Keto diet
The keto diet depends on reducing carbohydrates in food by no more than 5% and relies on fat by 75% as a way to supply the body with energy.
Can I do keto for 1 month?
How much can I lose on keto in a month?
The keto diet focuses on providing the body with 20% of protein during the prescribed diet period, which extends for at least a month to give good results in weight loss.
Benefits and symptoms of the keto diet
Following the keto diet leads to the fake flu as the body switches from carbohydrates to fats as a source of energy.
The keto system gives impressive results in the first week of losing weight, as the body gets rid of starches and carbohydrates stored in the body.
It is one of the most suitable diets for type 2 diabetics, as it relies on healthy fats and is completely away from carbohydrates.
It contributes to alleviating and treating some diseases, such as ovarian cysts in women, according to recent scientific studies.
It treats some health diseases such as epilepsy and high blood pressure, according to recent studies conducted recently.
Foods allowed on the keto diet
- Local or organic eggs: It is one of the foods rich in important nutrients and contributes to weight loss and a sense of satiety.

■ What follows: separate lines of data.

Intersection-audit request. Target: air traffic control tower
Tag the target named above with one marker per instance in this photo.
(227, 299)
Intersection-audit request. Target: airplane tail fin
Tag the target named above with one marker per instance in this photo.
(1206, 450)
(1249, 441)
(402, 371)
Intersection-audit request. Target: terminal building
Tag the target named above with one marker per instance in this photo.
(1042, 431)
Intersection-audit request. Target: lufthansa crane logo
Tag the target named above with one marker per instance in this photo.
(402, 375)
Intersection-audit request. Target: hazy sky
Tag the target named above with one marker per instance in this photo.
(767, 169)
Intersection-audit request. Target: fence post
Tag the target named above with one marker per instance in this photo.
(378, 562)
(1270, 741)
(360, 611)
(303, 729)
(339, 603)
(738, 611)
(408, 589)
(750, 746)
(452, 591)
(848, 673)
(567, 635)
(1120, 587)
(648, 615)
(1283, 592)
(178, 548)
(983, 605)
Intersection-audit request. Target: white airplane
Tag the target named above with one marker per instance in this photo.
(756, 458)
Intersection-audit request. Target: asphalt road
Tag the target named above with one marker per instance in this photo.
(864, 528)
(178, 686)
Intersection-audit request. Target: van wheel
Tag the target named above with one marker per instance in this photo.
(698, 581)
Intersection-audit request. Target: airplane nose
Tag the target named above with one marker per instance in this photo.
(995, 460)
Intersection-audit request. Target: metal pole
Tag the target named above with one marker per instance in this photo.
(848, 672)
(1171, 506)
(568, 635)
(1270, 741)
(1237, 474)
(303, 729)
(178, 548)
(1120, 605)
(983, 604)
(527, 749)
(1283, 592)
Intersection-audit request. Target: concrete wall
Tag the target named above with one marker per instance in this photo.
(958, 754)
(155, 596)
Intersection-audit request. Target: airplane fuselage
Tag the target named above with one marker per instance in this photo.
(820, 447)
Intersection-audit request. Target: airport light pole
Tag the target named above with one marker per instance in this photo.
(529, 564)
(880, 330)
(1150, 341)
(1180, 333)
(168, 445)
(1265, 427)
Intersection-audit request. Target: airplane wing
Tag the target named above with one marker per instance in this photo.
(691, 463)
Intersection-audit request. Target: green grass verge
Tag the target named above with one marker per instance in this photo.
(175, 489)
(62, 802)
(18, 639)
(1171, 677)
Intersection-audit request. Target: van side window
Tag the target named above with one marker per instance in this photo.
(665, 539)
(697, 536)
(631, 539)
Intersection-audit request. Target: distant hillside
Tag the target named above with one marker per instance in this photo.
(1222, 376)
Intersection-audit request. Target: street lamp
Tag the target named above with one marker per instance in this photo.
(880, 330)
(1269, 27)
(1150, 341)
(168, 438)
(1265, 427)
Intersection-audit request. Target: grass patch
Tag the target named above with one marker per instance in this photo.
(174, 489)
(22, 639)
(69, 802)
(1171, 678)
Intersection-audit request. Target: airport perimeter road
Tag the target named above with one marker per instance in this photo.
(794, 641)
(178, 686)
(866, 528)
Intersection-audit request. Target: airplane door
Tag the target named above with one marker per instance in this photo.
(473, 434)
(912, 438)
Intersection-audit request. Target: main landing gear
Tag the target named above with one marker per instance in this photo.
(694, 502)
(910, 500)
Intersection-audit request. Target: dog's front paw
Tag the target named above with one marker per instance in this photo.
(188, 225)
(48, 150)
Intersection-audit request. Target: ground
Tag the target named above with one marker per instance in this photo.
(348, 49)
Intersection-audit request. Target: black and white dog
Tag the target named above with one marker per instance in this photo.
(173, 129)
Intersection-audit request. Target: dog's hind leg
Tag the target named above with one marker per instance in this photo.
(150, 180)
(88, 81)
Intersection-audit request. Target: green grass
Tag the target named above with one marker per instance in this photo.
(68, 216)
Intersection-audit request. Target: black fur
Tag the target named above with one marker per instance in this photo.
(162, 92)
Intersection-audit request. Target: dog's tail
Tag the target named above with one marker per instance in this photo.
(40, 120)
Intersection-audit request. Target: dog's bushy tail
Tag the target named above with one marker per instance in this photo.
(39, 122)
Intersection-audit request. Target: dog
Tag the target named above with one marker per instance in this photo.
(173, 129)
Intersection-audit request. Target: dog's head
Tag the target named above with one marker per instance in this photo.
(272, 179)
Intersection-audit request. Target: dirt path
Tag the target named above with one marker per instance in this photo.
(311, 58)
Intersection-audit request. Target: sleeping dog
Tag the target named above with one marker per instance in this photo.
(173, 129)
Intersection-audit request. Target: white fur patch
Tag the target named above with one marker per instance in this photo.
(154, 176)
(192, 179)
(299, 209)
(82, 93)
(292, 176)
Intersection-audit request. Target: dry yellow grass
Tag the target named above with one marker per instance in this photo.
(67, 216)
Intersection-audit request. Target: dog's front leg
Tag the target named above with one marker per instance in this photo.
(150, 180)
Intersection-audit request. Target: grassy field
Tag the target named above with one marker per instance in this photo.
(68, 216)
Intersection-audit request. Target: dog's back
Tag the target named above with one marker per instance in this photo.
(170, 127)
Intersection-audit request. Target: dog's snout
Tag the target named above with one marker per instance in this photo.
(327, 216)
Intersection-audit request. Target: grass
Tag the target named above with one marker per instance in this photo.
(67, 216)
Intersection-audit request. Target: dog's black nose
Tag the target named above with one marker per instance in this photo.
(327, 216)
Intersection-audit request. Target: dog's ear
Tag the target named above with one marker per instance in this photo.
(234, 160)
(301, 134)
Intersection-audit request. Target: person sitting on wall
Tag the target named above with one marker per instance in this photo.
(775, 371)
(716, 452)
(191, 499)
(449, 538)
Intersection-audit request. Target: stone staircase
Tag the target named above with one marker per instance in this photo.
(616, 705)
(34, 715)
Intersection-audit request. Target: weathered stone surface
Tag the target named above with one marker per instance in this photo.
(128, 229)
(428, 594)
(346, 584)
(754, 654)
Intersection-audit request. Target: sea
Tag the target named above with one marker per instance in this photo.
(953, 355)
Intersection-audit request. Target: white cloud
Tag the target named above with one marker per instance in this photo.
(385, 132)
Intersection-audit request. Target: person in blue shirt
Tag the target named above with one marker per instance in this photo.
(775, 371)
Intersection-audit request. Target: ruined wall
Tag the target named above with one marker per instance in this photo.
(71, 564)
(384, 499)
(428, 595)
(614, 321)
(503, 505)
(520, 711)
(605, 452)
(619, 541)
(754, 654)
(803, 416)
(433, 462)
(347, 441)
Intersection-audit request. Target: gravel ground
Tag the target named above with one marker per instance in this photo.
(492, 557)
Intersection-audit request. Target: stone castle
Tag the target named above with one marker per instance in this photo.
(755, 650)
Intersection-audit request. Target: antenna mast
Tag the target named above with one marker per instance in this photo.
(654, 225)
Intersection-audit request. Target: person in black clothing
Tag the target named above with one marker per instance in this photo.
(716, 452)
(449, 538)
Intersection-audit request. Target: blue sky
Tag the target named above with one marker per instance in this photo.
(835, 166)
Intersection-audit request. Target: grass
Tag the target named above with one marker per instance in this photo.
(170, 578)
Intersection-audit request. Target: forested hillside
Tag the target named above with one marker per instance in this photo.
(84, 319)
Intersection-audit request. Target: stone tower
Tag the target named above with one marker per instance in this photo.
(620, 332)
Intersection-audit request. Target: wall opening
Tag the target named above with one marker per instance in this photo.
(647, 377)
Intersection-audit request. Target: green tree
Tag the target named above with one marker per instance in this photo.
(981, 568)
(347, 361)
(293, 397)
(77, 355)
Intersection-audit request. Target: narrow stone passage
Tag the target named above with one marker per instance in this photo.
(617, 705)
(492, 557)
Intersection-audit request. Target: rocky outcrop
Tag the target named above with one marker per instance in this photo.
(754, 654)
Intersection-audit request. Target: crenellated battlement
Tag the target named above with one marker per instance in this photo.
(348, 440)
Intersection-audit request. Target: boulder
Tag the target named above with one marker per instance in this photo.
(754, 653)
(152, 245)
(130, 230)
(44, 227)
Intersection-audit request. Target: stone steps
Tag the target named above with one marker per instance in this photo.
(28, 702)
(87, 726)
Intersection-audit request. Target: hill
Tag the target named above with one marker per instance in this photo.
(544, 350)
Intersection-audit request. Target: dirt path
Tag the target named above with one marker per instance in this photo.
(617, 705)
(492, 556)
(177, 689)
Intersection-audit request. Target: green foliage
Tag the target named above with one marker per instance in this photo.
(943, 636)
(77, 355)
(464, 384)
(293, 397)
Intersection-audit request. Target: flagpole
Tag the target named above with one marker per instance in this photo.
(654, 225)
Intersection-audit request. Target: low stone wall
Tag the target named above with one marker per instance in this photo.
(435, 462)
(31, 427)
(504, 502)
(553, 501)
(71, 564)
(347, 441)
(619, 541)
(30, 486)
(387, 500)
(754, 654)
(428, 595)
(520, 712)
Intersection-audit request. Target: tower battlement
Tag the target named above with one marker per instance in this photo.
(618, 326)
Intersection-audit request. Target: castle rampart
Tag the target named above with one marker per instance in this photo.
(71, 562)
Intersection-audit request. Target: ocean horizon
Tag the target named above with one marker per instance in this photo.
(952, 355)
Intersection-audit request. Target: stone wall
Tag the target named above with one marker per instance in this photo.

- Poultry, especially local chicken and turkey, is a rich source of animal protein necessary to maintain health while following the diet.
- Fatty fish such as salmon, tuna, and mackerel are among the foods rich in omega-3s and healthy fats that provide the body with energy.
- The meat of all kinds, including red meat and lamb, especially beef.
- Dairy products are allowed on the keto diet, except for yogurt, cream, butter, and other high-fat fats.
- Nuts and seeds such as peanuts, linseeds, almonds, and walnuts, in specific quantities, according to the instructions of the doctor supervising the diet.
- Healthy fats such as adding olive oil, sesame, and coconut oil to foods, give them a distinctive flavor and healthy food that is beneficial for the body and skin.
- Non-starchy vegetables such as broccoli, sweet and hot peppers, and leafy green vegetables provide the body with the vitamins it needs from vitamin C and other vitamins.
Banned foods on the keto diet
- Baked goods of all kinds, including white bread made of wheat, donuts, and pastries, as they contain high levels of carbohydrates.
- Fast food saturated with unhealthy fats and those made with corn oil are taboo on the keto diet.
- Sugars and sweets such as white honey, sweets made of white sugar, and soft drinks.
- Citrus fruits such as grapes, bananas, and pineapple, contain high levels of forbidden natural sugars.
- Starches of various kinds, such as corn, sweet potatoes, potatoes, taro, peas, and pumpkin.
- Grains, especially wheat, corn, and oats, as these grains contain amounts of carbohydrates that the keto diet prevents.
- Legumes such as lentils, beans, chickpeas, kidney beans, cowpeas, and other different types of legumes.
- Processed sauces such as ketchup, mayonnaise, and barbecue are all fatty products saturated with unhealthy fats that cause high blood sugar levels and are prevented by the keto diet.
Calories are given by the keto diet
- The amount of calories gained by the body varies according to the amount of food obtained by the patient, according to the instructions of the attending physician.
- Calories are gradually reduced from one week to the next, depending on a strict dietary schedule established by the attending physician based on the needs of the body.
- The calories that the body gets on the keto diet range from 1266 to 1196 calories per day, which helps to reduce weight effectively.